In 1873, Freud began to study medicine at the University of Vienna. After graduating, he worked at the Vienna General Hospital. He collaborated with Josef Breuer in treating hysteria by the recall of painful experiences under hypnosis. In 1885, Freud went to Paris as a student of the neurologist Jean Charcot. On his return to Vienna the following year, Freud set up in private practice, specialising in nervous and brain disorders. The same year he married Martha Bernays, with whom he had six children.
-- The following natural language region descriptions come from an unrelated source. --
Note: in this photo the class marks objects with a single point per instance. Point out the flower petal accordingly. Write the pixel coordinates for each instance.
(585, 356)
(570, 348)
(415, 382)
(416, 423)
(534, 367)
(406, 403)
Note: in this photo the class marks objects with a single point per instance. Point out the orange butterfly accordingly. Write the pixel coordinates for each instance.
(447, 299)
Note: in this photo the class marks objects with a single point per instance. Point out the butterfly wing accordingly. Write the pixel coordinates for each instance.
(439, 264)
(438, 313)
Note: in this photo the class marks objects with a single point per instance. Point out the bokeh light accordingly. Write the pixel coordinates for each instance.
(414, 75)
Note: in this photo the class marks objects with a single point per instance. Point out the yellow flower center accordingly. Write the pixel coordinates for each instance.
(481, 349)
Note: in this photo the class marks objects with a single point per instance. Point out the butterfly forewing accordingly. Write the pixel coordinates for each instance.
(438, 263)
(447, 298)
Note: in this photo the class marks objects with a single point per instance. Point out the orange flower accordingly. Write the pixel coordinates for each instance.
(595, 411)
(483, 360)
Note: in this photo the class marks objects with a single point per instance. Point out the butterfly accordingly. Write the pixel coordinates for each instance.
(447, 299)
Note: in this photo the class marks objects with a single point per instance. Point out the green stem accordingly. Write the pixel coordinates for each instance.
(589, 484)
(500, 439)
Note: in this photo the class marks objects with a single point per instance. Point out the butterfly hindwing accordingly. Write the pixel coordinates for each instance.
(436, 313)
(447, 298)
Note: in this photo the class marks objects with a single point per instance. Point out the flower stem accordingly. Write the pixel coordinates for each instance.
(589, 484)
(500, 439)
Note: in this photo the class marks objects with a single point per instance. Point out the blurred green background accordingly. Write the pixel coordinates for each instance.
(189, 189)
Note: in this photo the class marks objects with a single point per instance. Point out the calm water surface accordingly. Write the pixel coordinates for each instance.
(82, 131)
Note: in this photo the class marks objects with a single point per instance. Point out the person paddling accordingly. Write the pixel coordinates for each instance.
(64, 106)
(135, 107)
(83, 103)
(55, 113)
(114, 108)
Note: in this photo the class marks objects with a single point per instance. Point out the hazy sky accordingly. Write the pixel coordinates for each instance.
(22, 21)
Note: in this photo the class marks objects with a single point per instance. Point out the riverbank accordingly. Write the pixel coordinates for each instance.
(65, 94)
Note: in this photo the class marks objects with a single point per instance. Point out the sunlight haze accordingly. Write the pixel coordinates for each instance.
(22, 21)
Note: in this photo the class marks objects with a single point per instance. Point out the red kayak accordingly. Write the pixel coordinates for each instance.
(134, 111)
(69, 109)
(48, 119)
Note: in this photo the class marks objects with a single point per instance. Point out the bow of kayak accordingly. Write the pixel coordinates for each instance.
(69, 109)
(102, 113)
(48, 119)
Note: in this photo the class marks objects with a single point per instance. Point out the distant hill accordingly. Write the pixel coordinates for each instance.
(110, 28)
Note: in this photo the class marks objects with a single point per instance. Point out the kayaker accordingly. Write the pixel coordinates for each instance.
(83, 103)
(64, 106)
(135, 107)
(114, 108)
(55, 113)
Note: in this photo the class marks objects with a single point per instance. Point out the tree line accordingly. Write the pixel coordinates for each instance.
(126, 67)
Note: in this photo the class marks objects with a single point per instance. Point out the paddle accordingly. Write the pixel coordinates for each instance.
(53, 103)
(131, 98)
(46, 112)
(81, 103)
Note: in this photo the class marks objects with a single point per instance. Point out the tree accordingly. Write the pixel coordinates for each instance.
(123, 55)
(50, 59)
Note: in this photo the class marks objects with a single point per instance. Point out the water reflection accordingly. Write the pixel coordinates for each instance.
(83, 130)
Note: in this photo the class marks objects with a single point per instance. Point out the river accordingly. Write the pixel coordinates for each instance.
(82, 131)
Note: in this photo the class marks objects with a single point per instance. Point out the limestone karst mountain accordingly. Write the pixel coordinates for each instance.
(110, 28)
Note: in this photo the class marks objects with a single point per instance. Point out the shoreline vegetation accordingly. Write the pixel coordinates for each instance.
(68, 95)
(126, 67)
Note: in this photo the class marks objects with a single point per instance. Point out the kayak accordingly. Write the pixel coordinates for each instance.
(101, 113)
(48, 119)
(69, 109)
Freud developed the theory that humans have an unconscious in which sexual and aggressive impulses are in perpetual conflict for supremacy with the defences against them. In 1897, he began an intensive analysis of himself. In 1900, his major work 'The Interpretation of Dreams' was published in which Freud analysed dreams in terms of unconscious desires and experiences.

In 1902, Freud was appointed Professor of Neuropathology at the University of Vienna, a post he held until 1938. Although the medical establishment disagreed with many of his theories, a group of pupils and followers began to gather around Freud. In 1910, the International Psychoanalytic Association was founded with Carl Jung, a close associate of Freud's, as the president. Jung later broke with Freud and developed his own theories.

After World War One, Freud spent less time in clinical observation and concentrated on the application of his theories to history, art, literature and anthropology. In 1923, he published 'The Ego and the Id', which suggested a new structural model of the mind, divided into the 'id, the 'ego' and the 'superego'.

In 1933, the Nazis publicly burnt a number of Freud's books. In 1938, shortly after the Nazis annexed Austria, Freud left Vienna for London with his wife and daughter Anna.

Freud had been diagnosed with cancer of the jaw in 1923, and underwent more than 30 operations. He died of cancer on 23 September 1939.